Coconut Creme Brulee

Total Time:
1 hr 25 min
15 min
20 min
50 min

6 servings

  • 1 cup unsweetened coconut milk
  • 1 cup heavy cream
  • 1 teaspoon imitation coconut extract
  • 4 large eggs
  • 8 to 9 tablespoons sugar
Watch how to make this recipe.
  • Special equipment: six heat-safe 5-ounce coffee mugs or oven-safe ramekins

  • Preheat the oven to 325 degrees F.

  • Combine the coconut milk, cream and coconut extract in a small saucepan over medium-high heat and bring to a boil. Once at a boil, remove from the heat.

  • Meanwhile, whisk together the eggs and 5 tablespoons sugar in a bowl until combined.

  • Slowly whisk the heated cream mixture into the eggs, stirring constantly.

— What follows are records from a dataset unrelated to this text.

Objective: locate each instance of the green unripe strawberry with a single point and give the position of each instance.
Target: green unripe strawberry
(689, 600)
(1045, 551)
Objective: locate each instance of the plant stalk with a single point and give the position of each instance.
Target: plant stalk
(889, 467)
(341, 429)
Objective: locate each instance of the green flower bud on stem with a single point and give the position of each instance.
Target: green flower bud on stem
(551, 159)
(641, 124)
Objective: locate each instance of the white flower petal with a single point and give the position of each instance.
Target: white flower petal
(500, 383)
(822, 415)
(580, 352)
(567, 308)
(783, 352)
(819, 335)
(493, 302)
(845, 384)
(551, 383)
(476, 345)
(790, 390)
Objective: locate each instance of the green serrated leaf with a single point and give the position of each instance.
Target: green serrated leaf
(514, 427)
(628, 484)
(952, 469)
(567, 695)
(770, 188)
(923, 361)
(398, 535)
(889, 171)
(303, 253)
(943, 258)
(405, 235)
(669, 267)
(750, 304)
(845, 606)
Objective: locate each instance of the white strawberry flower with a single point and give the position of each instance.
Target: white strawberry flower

  • Divide the mixture among six heat-safe 5-ounce coffee mugs or oven-safe ramekins, filling them about 3/4 of the way up. Put them in a baking dish and add enough warm water to the baking dish so that it comes halfway up the sides of the coffee mugs.

  • Bake until the center is nearly set. Baking time will depend on the height of your coffee mug or ramekin. Bake time is 10 minutes for every 1/2 inch of height. For a 1-inch vessel, bake the creme brulees about 20 minutes. For a 2-inch vessel, bake the creme brulees about 40 minutes. Remove from the oven and allow to completely cool in the water bath, then refrigerate 15 to 20 minutes before serving.

  • Before serving, sprinkle the tops with a heavy layer of sugar and brulee using a hand torch or heating under the broiler for 2 to 3 minutes.